November 04, 2001
SATs, GREs, And Other Standardized Tests: I Got Nothin But Hate For You, Yo


I'll confess: Testing was very low on the list of things I was trying to escape by going to Hampshire. I was always pretty good at tests, so proud of how I did on them that I still remember the one answer I got wrong on the phonics test which got me into Poly at age five. (And that one wasn't a misunderstanding; it was a mis-generalization which I might not have made if I wasn't so confident with my alphabet skills.)

I started practicing for the GREs today. Not the best day to do it; I just found out a job I was certain I'd get was offered to someone else who was "perfect" for it; and then I went and took a look at some journalism jobs and realized how unqualified I am for them. So my self-esteem is hanging out in some low circle of hell today, one with lots of demons wielding hot pokers. But I started working on the analogy section anyway, and for the first time in my life I'm finding tests to be sheer unadulterated agony.

Performance anxiety is part of it. I haven't taken a test in years, and my SAT verbal scores are a hard act to follow. There were one or two words on the test whose definitions I didn't know. I panicked. My SAT verbal scores were in the 99th percentile; I write for magazines; I won a scholarship to Bread Loaf; I still don't know what the hell "stygian" means, and I feel like a pretender.

These are the times when my Hampshire goggles kick in and, thank god, I get a clearer reading. I'm a writer, and I love words, and I don't know these ones -- how on earth is the other 99.99% of the world who didn't go to a school like mine EVER going to gain access to higher education when they have to claw their way through a wall of analogies which begin "prediction: augury?" How will they even bring themselves to sit down for yet another test which tells them what a an unworthy piece of sh!t they are?

I'm infuriated by these tests as a writer, too. Kids who get frog-marched through the vocabulary regimen that prepares you for the SAT come out believing that if they want to look smart they should actually use those words. The resulting prose is like sticking your head in a cage full of agitated pigeons. It's fscking unreadable. They never recover, either; look what I've written here. Most people in this country couldn't follow the complexity of my sentences. May my mouth be forcibly sealed and my hands chopped off if I ever use the word "stygian" when I am actually trying to get an idea across to another person!

The University of California can't stop relying on standardized tests soon enough. If I had realized what a crock the GREs were before I laid out a hundred dollars to take them, I would have refused and told the departments where I'm applying my rationale. I'm lucky any anthropology department where I'd feel comfortable working would agree with me.

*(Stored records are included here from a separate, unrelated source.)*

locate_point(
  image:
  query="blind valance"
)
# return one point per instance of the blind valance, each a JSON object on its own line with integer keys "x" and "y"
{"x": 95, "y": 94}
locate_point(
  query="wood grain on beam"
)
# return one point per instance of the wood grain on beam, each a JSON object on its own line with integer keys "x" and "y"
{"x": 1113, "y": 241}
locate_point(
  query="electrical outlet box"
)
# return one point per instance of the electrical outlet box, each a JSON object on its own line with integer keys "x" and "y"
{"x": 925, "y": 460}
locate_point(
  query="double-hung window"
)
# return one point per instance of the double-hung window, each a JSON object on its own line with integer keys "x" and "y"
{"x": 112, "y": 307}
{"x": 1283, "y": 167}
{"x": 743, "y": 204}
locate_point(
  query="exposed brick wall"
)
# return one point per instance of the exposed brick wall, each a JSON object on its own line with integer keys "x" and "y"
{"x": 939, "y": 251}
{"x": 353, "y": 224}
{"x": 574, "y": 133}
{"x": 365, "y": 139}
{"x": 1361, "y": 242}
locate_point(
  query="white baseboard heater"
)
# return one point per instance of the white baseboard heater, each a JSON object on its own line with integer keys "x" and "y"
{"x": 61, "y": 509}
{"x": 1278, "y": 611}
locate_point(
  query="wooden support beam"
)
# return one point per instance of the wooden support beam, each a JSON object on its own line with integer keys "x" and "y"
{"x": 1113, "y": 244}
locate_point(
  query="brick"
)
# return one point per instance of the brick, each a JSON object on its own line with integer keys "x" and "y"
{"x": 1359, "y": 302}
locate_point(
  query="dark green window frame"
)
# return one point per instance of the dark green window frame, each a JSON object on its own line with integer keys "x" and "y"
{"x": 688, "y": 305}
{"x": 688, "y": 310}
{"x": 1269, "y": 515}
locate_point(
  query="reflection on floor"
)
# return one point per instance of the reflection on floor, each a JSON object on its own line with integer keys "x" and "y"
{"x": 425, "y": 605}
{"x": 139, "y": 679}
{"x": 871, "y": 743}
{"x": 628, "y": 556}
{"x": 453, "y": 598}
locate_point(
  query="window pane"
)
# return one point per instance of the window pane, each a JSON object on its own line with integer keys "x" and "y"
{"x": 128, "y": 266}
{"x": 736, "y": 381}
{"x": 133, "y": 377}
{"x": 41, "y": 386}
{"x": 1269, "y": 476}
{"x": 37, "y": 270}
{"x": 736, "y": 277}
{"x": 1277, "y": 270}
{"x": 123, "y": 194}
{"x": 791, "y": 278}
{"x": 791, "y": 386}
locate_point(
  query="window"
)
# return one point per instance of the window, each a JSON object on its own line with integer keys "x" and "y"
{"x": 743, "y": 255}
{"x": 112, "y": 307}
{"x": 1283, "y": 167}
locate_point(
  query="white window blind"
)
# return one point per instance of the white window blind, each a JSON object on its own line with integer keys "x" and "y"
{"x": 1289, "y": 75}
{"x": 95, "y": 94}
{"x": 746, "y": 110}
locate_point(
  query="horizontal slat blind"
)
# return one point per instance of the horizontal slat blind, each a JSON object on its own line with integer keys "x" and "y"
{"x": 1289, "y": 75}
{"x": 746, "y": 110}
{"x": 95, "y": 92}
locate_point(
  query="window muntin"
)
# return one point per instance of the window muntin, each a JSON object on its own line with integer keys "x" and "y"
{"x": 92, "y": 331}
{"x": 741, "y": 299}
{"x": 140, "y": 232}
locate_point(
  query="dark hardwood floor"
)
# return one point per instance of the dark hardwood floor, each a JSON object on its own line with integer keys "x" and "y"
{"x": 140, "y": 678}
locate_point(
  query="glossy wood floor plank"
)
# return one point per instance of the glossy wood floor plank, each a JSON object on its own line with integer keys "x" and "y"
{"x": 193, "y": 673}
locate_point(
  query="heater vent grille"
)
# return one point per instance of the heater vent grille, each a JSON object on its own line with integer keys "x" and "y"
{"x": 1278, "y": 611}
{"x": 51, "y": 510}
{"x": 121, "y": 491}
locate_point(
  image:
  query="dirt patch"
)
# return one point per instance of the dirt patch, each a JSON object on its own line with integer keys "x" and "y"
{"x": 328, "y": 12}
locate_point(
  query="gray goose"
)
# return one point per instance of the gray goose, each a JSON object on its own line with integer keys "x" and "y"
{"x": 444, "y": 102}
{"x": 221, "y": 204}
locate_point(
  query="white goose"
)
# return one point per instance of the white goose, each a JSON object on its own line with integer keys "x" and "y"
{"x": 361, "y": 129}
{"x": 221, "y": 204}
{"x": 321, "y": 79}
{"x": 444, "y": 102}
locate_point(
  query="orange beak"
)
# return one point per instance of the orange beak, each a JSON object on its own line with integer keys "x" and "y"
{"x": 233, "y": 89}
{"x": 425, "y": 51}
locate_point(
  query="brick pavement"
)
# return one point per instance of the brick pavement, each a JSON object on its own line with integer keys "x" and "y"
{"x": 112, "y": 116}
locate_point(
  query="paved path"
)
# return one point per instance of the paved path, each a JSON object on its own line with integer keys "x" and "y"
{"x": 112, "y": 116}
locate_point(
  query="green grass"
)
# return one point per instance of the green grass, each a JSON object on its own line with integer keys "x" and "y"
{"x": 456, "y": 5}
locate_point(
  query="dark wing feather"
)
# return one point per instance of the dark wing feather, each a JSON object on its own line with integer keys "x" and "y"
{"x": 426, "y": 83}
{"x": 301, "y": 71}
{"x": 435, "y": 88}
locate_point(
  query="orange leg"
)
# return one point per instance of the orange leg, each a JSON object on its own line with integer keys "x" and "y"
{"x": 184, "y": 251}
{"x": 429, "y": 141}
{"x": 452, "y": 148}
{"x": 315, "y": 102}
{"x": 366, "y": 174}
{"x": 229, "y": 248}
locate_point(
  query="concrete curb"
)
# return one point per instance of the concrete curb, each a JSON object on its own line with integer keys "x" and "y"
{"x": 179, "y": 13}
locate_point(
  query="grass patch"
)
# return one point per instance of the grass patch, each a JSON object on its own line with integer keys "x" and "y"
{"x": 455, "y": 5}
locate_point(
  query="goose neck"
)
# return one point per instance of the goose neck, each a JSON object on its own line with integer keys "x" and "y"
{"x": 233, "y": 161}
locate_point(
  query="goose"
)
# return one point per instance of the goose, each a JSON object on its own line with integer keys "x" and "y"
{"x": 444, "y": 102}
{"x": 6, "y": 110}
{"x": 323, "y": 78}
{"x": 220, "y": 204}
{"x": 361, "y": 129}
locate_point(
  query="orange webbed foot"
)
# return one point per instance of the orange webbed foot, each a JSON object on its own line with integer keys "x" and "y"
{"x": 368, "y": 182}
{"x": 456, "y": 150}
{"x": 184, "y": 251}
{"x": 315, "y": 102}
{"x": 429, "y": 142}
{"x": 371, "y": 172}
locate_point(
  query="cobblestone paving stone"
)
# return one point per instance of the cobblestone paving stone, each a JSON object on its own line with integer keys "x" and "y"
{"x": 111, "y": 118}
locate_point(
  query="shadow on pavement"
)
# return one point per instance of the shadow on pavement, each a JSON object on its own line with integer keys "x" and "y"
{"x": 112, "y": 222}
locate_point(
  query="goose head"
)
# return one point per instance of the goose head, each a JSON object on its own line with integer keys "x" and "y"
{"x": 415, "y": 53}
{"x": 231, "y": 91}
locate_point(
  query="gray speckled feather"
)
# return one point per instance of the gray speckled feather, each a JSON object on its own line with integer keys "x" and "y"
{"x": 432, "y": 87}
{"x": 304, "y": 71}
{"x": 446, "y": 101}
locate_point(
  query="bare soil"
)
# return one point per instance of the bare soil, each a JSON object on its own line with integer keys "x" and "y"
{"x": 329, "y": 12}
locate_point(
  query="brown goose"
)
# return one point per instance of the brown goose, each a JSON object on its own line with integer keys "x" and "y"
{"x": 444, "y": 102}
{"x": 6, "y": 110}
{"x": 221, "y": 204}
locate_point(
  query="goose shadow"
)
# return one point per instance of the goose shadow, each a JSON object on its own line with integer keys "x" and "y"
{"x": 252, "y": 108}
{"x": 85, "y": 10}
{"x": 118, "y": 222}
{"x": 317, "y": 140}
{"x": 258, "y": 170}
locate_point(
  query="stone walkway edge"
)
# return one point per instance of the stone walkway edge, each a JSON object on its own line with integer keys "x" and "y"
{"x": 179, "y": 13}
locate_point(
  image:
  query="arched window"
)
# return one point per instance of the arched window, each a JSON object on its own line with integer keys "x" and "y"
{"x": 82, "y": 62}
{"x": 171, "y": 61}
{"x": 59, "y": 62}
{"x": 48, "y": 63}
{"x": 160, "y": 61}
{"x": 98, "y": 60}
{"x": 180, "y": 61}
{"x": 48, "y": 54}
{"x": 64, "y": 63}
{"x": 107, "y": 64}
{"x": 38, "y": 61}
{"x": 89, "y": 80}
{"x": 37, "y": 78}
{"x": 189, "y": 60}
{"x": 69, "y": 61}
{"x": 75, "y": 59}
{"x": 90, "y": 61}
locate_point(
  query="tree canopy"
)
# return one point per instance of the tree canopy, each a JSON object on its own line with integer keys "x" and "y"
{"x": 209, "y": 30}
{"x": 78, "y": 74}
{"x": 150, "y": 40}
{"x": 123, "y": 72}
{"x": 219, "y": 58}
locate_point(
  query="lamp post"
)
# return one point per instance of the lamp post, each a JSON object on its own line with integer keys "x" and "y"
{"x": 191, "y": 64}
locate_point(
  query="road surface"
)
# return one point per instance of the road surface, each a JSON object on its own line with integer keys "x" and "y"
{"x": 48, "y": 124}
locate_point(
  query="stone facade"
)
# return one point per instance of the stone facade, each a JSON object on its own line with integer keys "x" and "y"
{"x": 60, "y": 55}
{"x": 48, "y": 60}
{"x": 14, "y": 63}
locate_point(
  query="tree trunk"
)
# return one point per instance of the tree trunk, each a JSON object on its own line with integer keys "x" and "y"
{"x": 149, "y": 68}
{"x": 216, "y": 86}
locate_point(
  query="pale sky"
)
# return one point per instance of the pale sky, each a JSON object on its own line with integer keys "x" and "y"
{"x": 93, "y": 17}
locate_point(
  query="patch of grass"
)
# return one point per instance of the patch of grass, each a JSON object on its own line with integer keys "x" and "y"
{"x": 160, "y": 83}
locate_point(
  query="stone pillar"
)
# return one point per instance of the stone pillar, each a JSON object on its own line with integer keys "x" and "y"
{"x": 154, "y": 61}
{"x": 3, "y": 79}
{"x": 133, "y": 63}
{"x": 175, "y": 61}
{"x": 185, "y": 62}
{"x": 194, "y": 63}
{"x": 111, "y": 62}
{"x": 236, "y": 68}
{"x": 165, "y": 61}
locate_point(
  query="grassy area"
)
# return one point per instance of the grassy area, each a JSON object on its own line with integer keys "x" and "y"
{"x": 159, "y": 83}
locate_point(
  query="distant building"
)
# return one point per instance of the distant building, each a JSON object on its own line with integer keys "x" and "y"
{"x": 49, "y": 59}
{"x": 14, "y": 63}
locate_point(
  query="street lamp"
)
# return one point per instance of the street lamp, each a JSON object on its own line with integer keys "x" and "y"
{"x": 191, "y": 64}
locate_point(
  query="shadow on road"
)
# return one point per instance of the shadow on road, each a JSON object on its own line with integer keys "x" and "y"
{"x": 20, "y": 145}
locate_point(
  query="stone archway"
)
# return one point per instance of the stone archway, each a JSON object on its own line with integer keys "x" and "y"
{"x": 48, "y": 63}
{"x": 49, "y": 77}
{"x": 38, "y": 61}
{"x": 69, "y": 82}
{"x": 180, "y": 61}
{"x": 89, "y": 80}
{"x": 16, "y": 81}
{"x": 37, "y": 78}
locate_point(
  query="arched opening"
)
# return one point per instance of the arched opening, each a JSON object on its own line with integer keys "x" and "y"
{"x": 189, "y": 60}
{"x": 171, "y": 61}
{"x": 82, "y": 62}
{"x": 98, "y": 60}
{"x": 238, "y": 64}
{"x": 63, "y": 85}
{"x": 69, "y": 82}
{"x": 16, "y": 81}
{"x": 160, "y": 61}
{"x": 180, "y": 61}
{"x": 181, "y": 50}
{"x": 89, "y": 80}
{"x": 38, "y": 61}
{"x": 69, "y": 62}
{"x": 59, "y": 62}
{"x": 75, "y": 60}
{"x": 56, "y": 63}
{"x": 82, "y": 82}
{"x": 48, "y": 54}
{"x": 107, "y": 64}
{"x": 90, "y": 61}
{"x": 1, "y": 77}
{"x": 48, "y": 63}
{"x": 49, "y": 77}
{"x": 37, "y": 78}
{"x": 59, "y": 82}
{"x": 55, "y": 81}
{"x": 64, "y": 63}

coda: Conversely, taking the math and analytical sections of the GREs makes me feel super-confident, because I never was good at it and not getting every question wrong makes me feel productive. I stop thinking about the social ramifications of the test. so much for my sense of social justice. Or is math simply less socially mediated? I suppose it's not when it comes to gender. My boys in aftaschoo tended to feel great about themselves when it came to math, regardless of how nonstandard their English was, while the girls presumed they were getting the answers wrong even if they were performing flawlessly.